British social enterprise based in Manchester

Fairfield Materials Management Ltd is a Manchester-based social enterprise that operates a community waste management project at Manchester’s New Smithfield Market focused on minimising waste, and bringing social and environmental benefits to Greater Manchester.

By utilising 'in-vessel composting', Fairfield Materials Management established the UK’s first sustainable biodegradable waste management system to operate on a wholesale market, diverted 16,500 tonnes of organic market waste material away from landfill between 2003 and 2008.

Fairfield has developed a composting production model that processes fruit, vegetable, plant and woody waste into peat-free, British Standards Institution PAS 100 accredited compost. It operates on a site fully licensed by the Environment Agency.

In 2003 Fairfield was recognised as the most innovative social enterprise within its sector by The Composting Association.

==History==
Fairfield Materials Management was founded in 2003 by a small group of ecological activists, horticulturists and social entrepreneurs.

Fairfield Materials Management was initiated by Val Rawlinson (Director) after she became involved in an East Manchester anti-incineration campaign in 1996. The incinerator was not built, but Lucy Danger and Val Rawlinson realised that they had to show Manchester that environmental and social alternatives were available and working successfully throughout the United Kingdom and so Fairfield Composting was established by Val who began promoting home composting and supplying compost bins. and Lucy set up EMERGE Recycling recruiting Val as a director.

Val also recognised the need for a commercial sized composting system for New Smithfield Market and choose a Vertical Composting Unit (VCU) system as the preferred technology; Emma Smith was recruited as a waste auditor in November 2001 to undertake a waste composition analysis of Smithfield Market's waste. Chris Walsh joined the team and between 2001 and 2003 the group secured several hundred thousand pounds through grants and loans, designed the site, obtaining planning permission and a waste management licence.
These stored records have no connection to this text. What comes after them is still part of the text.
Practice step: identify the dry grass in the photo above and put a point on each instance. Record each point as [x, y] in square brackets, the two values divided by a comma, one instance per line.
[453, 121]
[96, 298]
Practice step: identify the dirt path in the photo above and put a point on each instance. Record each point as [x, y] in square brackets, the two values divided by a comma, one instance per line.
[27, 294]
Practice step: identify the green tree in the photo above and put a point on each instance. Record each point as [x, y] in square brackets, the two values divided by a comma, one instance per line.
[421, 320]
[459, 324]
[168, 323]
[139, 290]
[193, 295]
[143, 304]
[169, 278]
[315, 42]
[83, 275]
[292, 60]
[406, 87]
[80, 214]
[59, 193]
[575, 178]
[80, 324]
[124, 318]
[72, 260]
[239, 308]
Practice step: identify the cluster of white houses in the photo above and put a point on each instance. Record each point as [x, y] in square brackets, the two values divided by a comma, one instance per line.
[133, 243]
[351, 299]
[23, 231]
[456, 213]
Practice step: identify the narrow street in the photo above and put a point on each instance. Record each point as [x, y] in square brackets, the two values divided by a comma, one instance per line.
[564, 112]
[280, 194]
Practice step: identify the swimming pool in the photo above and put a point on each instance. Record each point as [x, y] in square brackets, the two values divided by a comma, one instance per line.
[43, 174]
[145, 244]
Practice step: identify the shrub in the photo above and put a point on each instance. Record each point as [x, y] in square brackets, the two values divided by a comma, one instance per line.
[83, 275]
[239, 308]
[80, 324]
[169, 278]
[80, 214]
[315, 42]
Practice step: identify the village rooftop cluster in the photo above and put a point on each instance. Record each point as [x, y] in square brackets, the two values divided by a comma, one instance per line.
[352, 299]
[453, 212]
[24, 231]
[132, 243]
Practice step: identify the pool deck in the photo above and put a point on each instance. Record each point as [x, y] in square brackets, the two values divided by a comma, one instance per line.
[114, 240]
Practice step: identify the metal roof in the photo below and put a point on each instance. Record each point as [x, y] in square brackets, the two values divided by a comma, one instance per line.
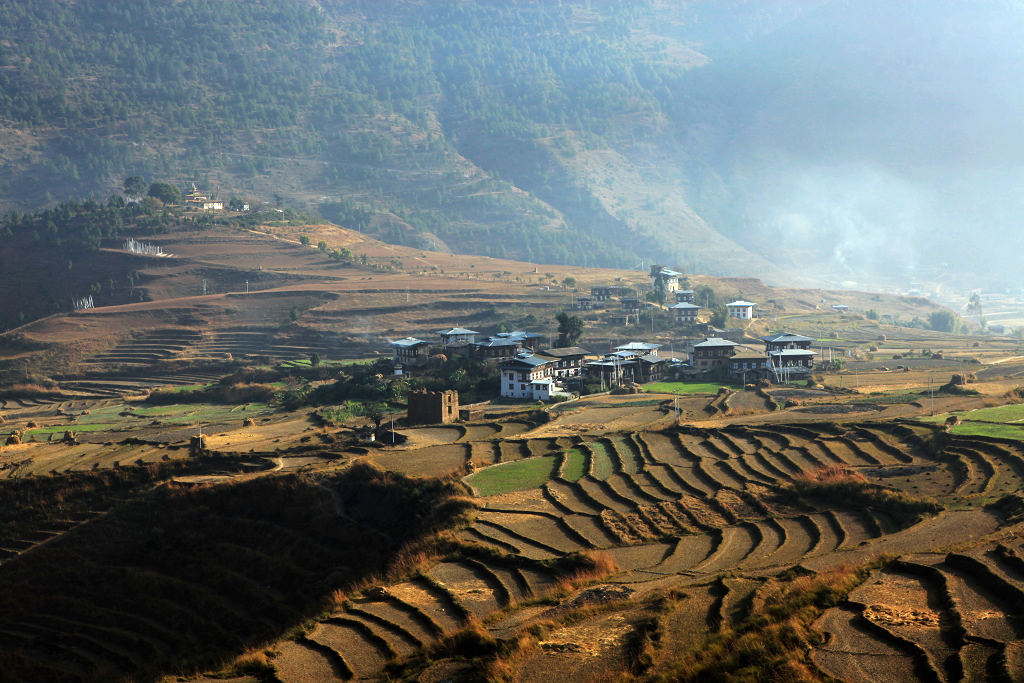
[715, 341]
[785, 337]
[457, 331]
[518, 334]
[637, 346]
[408, 342]
[528, 360]
[565, 351]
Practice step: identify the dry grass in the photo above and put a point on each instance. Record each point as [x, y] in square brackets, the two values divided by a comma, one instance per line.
[774, 641]
[834, 474]
[838, 486]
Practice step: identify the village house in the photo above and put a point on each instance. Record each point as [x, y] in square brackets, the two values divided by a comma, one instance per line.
[505, 344]
[790, 351]
[684, 313]
[584, 303]
[605, 293]
[749, 367]
[456, 336]
[639, 348]
[529, 340]
[569, 359]
[785, 340]
[198, 201]
[496, 348]
[409, 352]
[741, 310]
[622, 319]
[631, 305]
[801, 360]
[629, 366]
[712, 355]
[664, 280]
[529, 377]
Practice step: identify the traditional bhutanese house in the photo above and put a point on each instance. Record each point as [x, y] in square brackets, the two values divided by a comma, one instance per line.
[584, 303]
[629, 367]
[741, 310]
[793, 357]
[622, 319]
[497, 348]
[529, 340]
[569, 359]
[749, 366]
[664, 279]
[712, 354]
[410, 351]
[197, 200]
[685, 313]
[457, 336]
[605, 293]
[651, 367]
[639, 348]
[785, 340]
[631, 304]
[528, 376]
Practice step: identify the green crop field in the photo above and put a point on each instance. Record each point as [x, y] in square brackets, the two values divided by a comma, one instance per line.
[59, 429]
[1005, 414]
[574, 465]
[686, 387]
[990, 429]
[522, 474]
[602, 461]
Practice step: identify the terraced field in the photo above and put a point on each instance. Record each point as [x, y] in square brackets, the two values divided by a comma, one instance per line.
[707, 510]
[938, 616]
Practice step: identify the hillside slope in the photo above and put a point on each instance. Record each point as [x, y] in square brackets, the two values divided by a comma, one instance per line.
[823, 142]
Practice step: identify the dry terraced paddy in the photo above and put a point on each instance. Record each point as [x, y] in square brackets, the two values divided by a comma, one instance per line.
[705, 514]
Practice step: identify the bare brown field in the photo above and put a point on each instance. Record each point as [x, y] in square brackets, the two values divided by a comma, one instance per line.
[645, 539]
In 2003 Fairfield began operating and initially diverted waste from four market traders, taking in green waste from Manchester City Council and producing compost. In 2004 a further two composting units were added and in 2005 a final three units were added to the system. This enabled Fairfield to process all of the market's fruit and vegetable waste through the in-situ technology. Whilst remaining a director of Fairfield Val set up Debdale Eco Centre(DEC) and with Emma's help secured funding to promote home composting. WRAP funding later enabled DEC to run a project supplying low cost compost bins which achieved high home composting levels. When Manchester City Council working in partnership with BIFFA introduced the Green Bin home composting levels were reduced negating the work undertaken by Val. Val retired from DEC aged 70 in 2010 but continues as a Director of Fairfield

In 2009 the Fairfield Group in partnership national renewable energy business Bio Group Ltd secured planning permission in Bredbury, Stockport for their second waste management site.